Disamping alasan logistik, pandemi juga menyebabkan banyak orang, berpikir ulang terhadap pola makanya. “Laporan dari PBB secara jelas menekankan bahwa pandemi baru yang serupa dengan saat ini, atau bahkan yang lebih serius dapat terjadi lagi apabila kita tidak mengubah pola makan kita,” jelas Annabella Jusuf, influencer sosial media dan co-creator Tantangan 21 Hari Vegan di Indonesia.

Meskipun asal muasal Covid-19 belum diketahui sepenuhnya, diperkirakan bahwa penyakit tersebut tersebar langsung dari hewan liar ke manusia. Risiko pandemi baru dapat terjadi karena banyaknya hewan yang dibesarkan dalam industri peternakan dalam kondisi yang sempit dan kotor.

Menurut badan PBB, 75 persen patogen yang muncul di beberapa puluh tahun terakhir berasal dari hewan, waduk, dan irigasi serta industri peternakan berkaitan terhadap 25 persen penyakit menular di manusia. Badan PBB tersebut menekankan, hubungan antara virus dan konsumsi daging.

Menurut Program Lingkungan PBB, hewan seperti sapi, babi, dan ayam dapat menyebarkan penyakit karena mayoritas saat ini mereka dibesarkan dalam kondisi yang kurang dari ideal, untuk level produksi yang tinggi, dan secara genetik sangat mirip, sehingga mereka sangat rentan dalam infeksi, dibandingkan dengan populasi yang jauh lebih beragam.

Lebih buruknya lagi, banyak hewan ternak yang ada di dalam industri peternakan, mengurung ribuan hewan secara bersamaan, dan tidak memberikan jarak fisik antara hewan. Intensifikasi industri peternakan juga menyebabkan deforestasi, perubahan iklim, hilangnya keragaman hayati dan membuat hewan- serta penyakit yang mereka bawa- lebih dekat dengan manusia.
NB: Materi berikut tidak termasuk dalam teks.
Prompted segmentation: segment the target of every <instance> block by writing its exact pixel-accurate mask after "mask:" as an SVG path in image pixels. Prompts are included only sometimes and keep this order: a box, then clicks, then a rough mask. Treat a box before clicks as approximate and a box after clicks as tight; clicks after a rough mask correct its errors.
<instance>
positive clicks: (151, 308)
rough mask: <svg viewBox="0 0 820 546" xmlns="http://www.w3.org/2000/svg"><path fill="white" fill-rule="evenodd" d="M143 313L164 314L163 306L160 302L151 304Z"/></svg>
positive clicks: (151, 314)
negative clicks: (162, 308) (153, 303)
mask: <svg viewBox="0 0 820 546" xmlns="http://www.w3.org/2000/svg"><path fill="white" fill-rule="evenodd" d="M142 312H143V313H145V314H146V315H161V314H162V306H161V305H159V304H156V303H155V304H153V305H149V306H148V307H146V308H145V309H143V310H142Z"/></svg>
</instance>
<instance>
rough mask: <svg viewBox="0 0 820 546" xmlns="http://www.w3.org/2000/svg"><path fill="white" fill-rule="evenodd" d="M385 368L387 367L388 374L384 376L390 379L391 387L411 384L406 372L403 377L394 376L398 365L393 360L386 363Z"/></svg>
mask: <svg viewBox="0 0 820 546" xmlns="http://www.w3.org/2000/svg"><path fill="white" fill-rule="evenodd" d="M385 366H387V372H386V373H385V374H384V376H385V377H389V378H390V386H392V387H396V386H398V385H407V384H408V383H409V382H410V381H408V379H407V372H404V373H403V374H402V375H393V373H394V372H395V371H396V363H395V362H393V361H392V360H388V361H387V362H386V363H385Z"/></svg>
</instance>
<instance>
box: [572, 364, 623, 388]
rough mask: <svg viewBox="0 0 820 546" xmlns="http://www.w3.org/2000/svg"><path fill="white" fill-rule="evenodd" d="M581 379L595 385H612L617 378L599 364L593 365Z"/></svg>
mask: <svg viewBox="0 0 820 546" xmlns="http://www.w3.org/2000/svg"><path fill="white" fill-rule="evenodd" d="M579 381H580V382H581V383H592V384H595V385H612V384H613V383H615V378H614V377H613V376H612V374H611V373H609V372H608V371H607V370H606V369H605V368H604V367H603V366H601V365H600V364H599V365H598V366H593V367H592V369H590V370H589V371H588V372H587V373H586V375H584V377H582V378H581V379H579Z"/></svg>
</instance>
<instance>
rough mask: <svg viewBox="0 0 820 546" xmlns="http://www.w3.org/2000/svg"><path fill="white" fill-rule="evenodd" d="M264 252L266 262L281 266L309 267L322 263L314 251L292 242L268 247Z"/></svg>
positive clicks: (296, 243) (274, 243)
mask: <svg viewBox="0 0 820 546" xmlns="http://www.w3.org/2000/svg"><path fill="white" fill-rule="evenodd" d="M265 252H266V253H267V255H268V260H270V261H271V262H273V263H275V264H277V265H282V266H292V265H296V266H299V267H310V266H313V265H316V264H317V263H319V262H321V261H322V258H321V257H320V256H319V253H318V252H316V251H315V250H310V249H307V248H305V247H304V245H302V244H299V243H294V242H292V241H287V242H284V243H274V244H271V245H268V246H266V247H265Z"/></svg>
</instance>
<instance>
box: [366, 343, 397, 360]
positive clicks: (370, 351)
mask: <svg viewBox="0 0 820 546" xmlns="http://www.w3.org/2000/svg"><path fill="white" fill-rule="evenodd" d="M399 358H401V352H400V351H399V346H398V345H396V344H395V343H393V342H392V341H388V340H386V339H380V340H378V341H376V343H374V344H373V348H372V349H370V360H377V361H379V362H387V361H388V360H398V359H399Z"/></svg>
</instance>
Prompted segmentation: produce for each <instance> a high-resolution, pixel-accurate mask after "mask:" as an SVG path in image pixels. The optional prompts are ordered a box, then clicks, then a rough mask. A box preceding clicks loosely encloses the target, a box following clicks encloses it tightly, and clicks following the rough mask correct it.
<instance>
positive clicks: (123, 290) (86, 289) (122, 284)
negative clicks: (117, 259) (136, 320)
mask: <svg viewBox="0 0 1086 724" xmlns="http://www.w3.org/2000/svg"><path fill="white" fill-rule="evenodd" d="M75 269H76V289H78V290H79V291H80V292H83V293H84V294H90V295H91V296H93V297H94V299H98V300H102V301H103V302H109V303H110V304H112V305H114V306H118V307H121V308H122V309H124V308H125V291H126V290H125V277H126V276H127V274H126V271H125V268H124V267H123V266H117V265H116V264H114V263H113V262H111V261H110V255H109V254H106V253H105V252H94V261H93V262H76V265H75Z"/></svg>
Semua itu merupakan faktor penyebab penyebaran penyakit baru yang dapat menyebabkan adanya pandemi di masa depan. Dalam waktu yang bersamaan, penyebaran infeksi virus corona di tempat penjagalan dan pabrik pemrosesan daging--dari Amerika Serikat sampai Brazil dan Jerman--telah menyebabkan kontaminasi pekerjanya dalam sorotan.

“Dalam konteks ini, bertumbuhlah konsensus terhadap ide dalam masyarakat kita bahwa kita harus tidak terlalu bergantung pada produk hewani untuk kita agar memiliki masa depan yang lebih aman,” terang Annabella.

“Dengan permintaan daging yang menurun, disisi lain pasar berbasis nabati meningkat, hal tersebut berarti kita bersama-sama mengukir perubahan nyata dalam sistem pangan kita,” tambahnya.